Functional assessment
In order to assess the functional impact of the BIN1 c.53T>A (p. Val18Glu) mutation, we generated and transfected wild type and mutant GFP-BIN1 constructs into COS-1 cells. In transfected cells, exogenously expressed wild type BIN1 promotes membrane tubulation in the vast majority of the transfected cells. In contrast, the BIN1 construct harboring the p.Val18Glu mutation did not induce tubulation in any cell. This is in accordance with previously reported heterozygous BIN1 mutations also affecting the N-terminal amphipathic helix as p.Lys21del, p.Arg24Cys, or p.Ala36Glu, and represents a strong functional proof for the pathogenicity of the mutation in BIN1.
DISCUSSION
This study shows a three-generation family with AD CNM due to a novel BIN1 mutation. The p.Val18Glu mutation detected in this family affects a conserved residue of amphiphysin 2, and is predicted to strongly impact on the hydrophobic face of the N-terminal amphipathic helix, which plays an essential role in membrane curvature induction [9, 10]. Accordingly, exogenously expressed amphiphysin 2 harboring the p.Val18Glu mutations was unable to induce membrane tubulation.
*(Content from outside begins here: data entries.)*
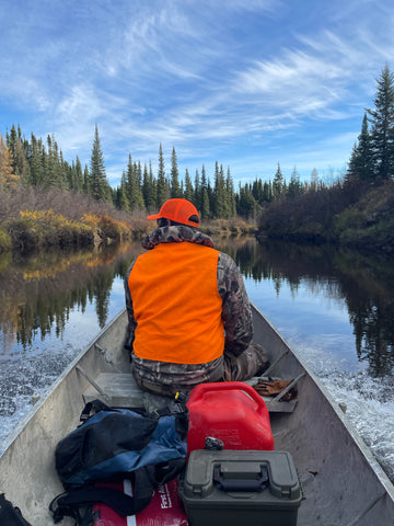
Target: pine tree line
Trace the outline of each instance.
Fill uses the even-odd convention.
[[[141,164],[131,155],[124,170],[120,184],[111,187],[105,171],[99,129],[95,126],[90,165],[82,169],[80,159],[70,164],[63,159],[54,136],[46,141],[32,134],[27,140],[21,128],[12,125],[5,140],[0,136],[0,187],[15,188],[20,184],[42,190],[57,187],[63,191],[84,193],[94,199],[113,202],[116,208],[132,213],[157,210],[170,197],[185,197],[200,211],[202,219],[231,218],[235,216],[256,217],[262,208],[273,201],[292,198],[313,187],[301,183],[294,168],[287,183],[280,165],[273,181],[257,179],[253,183],[240,184],[237,191],[230,168],[215,164],[213,182],[202,164],[192,176],[188,169],[179,175],[175,148],[172,150],[170,174],[166,175],[162,145],[159,147],[158,171],[153,173],[152,162]]]
[[[166,173],[160,145],[155,174],[151,161],[142,165],[129,155],[120,184],[113,188],[106,178],[97,125],[90,165],[84,168],[78,156],[71,164],[63,159],[54,136],[47,136],[44,141],[32,134],[27,140],[20,126],[15,128],[14,125],[7,132],[5,139],[0,135],[0,188],[13,190],[19,185],[43,190],[57,187],[84,193],[97,201],[113,202],[118,209],[127,213],[157,210],[170,197],[186,197],[196,205],[202,219],[236,215],[256,218],[270,203],[292,201],[305,192],[317,192],[354,181],[380,183],[393,178],[394,76],[389,66],[385,66],[378,79],[374,108],[364,113],[361,133],[354,146],[344,181],[337,179],[324,183],[314,169],[310,181],[301,182],[294,167],[288,182],[278,163],[273,180],[256,178],[251,183],[240,183],[235,190],[230,168],[224,171],[218,161],[212,174],[213,182],[207,175],[204,164],[193,175],[187,169],[181,175],[175,148]]]

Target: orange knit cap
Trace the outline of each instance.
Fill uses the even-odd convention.
[[[189,227],[198,227],[199,215],[197,208],[187,199],[169,199],[160,208],[159,214],[148,216],[147,219],[170,219]]]

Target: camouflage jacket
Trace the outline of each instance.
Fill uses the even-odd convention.
[[[189,242],[215,248],[213,241],[199,230],[186,226],[158,228],[142,241],[142,247],[152,250],[159,243]],[[223,377],[223,356],[207,364],[170,364],[139,358],[132,353],[134,331],[137,322],[134,316],[132,298],[128,279],[136,260],[125,277],[126,308],[129,320],[127,346],[131,350],[132,369],[136,379],[146,379],[162,385],[179,385],[190,388],[202,381],[219,381]],[[230,255],[219,252],[218,290],[223,300],[222,320],[225,332],[224,353],[239,356],[253,338],[252,310],[242,275]]]

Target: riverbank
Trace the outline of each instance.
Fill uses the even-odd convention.
[[[271,203],[257,237],[394,255],[394,181],[349,183]]]
[[[146,211],[126,214],[108,204],[92,202],[80,194],[49,191],[39,196],[1,196],[8,210],[0,213],[0,253],[28,253],[49,248],[89,249],[142,239],[155,224]],[[208,236],[246,236],[256,225],[241,218],[204,221]]]

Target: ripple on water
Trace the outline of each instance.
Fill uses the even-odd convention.
[[[394,381],[372,378],[364,366],[344,369],[335,357],[313,346],[297,344],[303,362],[321,379],[336,402],[345,402],[346,416],[394,483]]]

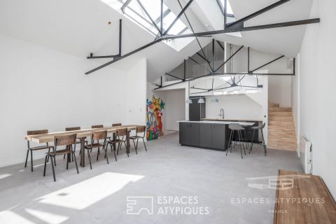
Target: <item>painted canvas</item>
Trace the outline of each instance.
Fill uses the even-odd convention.
[[[152,100],[147,99],[146,104],[146,139],[148,141],[158,139],[163,135],[161,118],[164,103],[161,98],[153,95]]]

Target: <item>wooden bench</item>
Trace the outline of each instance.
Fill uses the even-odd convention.
[[[273,223],[336,223],[336,204],[318,176],[279,170]]]

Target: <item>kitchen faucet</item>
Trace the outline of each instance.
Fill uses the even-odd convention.
[[[223,113],[222,113],[222,112],[223,112]],[[220,113],[218,115],[218,116],[222,116],[222,119],[224,119],[224,109],[223,108],[220,109]]]

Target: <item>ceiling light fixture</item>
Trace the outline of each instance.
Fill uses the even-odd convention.
[[[218,103],[218,99],[217,98],[212,98],[211,99],[211,103]]]

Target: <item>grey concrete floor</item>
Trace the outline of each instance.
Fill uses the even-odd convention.
[[[79,174],[59,156],[56,182],[50,164],[43,176],[43,160],[32,173],[22,164],[0,168],[0,223],[271,223],[275,190],[270,178],[253,178],[302,171],[294,152],[265,156],[255,146],[241,159],[239,148],[225,156],[181,146],[178,133],[147,148],[139,143],[136,155],[132,147],[130,158],[124,148],[118,162],[110,150],[109,164],[92,152],[92,169],[87,163]]]

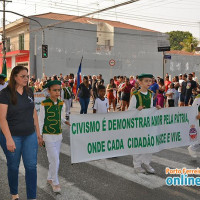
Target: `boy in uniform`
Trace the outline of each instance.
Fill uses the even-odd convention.
[[[133,91],[132,98],[128,110],[139,110],[148,109],[153,107],[153,95],[152,91],[149,90],[149,86],[152,84],[152,74],[141,74],[138,76],[140,89]],[[161,107],[156,106],[158,109]],[[133,164],[136,173],[151,173],[154,174],[155,170],[150,165],[152,154],[137,154],[133,155]]]
[[[98,97],[95,100],[93,113],[107,113],[109,108],[108,99],[105,98],[106,88],[104,85],[98,86]]]
[[[192,106],[198,106],[198,115],[196,118],[199,120],[199,126],[200,126],[200,94],[196,96],[194,99],[194,102]],[[191,157],[197,158],[197,151],[200,149],[200,144],[192,144],[188,147],[188,151]]]
[[[58,80],[50,81],[46,84],[46,88],[48,88],[50,97],[42,101],[40,105],[39,125],[49,161],[47,183],[52,186],[54,192],[60,192],[58,170],[62,142],[61,123],[70,124],[64,119],[64,103],[59,100],[61,82]]]
[[[69,120],[70,108],[71,108],[71,103],[72,103],[72,89],[71,89],[71,86],[69,85],[68,80],[66,80],[64,83],[65,83],[65,86],[62,89],[61,98],[64,100],[64,103],[65,103],[66,120]]]

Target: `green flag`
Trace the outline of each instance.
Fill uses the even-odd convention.
[[[6,75],[7,77],[7,67],[6,67],[6,60],[3,61],[3,69],[2,69],[2,74]],[[7,78],[6,78],[7,80]]]

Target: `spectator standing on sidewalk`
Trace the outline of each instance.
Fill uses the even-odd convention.
[[[92,87],[89,84],[88,77],[84,76],[83,82],[79,85],[79,88],[76,94],[76,100],[79,97],[79,102],[81,105],[80,114],[87,114],[87,109],[90,102],[90,96],[92,96],[92,98],[94,99],[93,93],[92,93]]]
[[[0,145],[7,159],[8,183],[12,200],[18,200],[21,157],[25,167],[27,199],[36,199],[37,151],[42,146],[34,95],[28,87],[28,69],[16,66],[0,93]]]

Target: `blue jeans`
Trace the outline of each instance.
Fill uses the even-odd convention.
[[[36,199],[37,192],[37,135],[34,132],[28,136],[12,136],[16,149],[10,152],[6,147],[6,138],[0,131],[0,145],[7,159],[8,183],[10,193],[18,194],[18,174],[21,157],[25,167],[27,199]]]
[[[90,102],[90,98],[79,98],[79,102],[81,104],[80,114],[87,114],[88,105]]]

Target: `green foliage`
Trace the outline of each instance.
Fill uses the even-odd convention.
[[[167,34],[169,35],[171,50],[192,52],[198,45],[198,40],[188,31],[171,31]]]

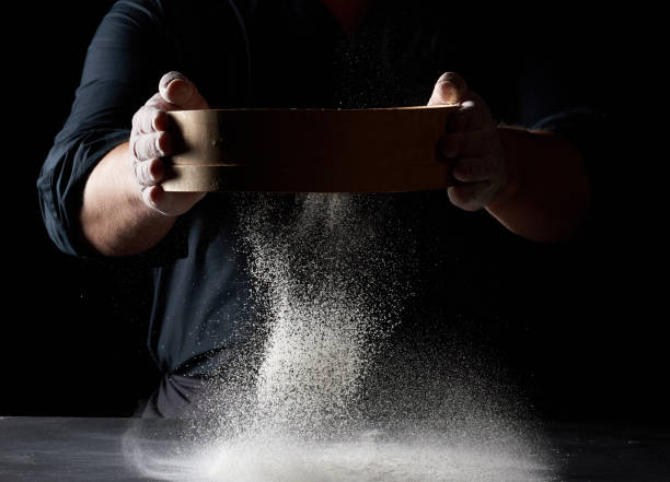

This report includes a remarkable intrafamilial variability. First, myalgia and cramps, together with exercise intolerance were the most debilitating features in the son and granddaughter of the index patient. AD CNM due to heterozygous BIN1 mutations can thus correlate either with progressive muscle weakness and/or myalgia as main signs. This confirms the report of Girabaldi et al. on a patient with mild proximal and girdle weakness and pronounced myalgia [8], and suggests BIN1 mutations should be searched in patients with isolated exercise intolerance and myalgia.
Furthermore, the third generation had an onset in childhood, whereas the first and second generation reported an onset in (young) adulthood. This might be related to the interfamilial variability but also to the closer medical follow up of the youngest patient. The previous autosomal dominant cases all had an adult onset (52 years in the proband reported by Girabaldi et al.; 22 years in the series reported by Bohm et al.) [7, 8]. Thus, this study reveals dominant BIN1 CNM can have an early presentation and can be encountered by pediatricians. Finally, four patients in this family had features of central nervous system involvement (disharmonic mental development, attention deficit, memory disturbances and parkinsonism and dementia), which has so far only been reported in the recessive cases. The central nervous system involvement might be related to the significant expression of the BIN1 isoforms containing the mutated exon 1 in brain. In short, this report has shown a new mutation in BIN1 (c.53T>A (p. Val18Glu)) with childhood onset of myalgia and cramps and hints of CNS involvement.
DISCLOSURES
Dr Kouwenberg reports no disclosures
Dr Bohm reports no disclosures
Dr Erasmus reports no disclosures
Dr van Balken reports no disclosures
Dr Vos reports no disclosures
Dr Kusters reports no disclosures
Dr Kamsteeg reports no disclosures
Dr Biancalana reports no disclosures
Dr Koch reports no disclosures
Dr Dondain reports no disclosures
Dr Laporte reports no disclosures
Dr Voermans reports no disclosures
The functional assessment was performed with support of the French Muscular Dystrophy Association (AFM-Téléthon; AFM 17088).
CONFLICTS OF INTEREST
The authors have no conflict of interest to report.
Footnotes
ACKNOWLEDGMENTS
We are grateful to the patients who participated to this study.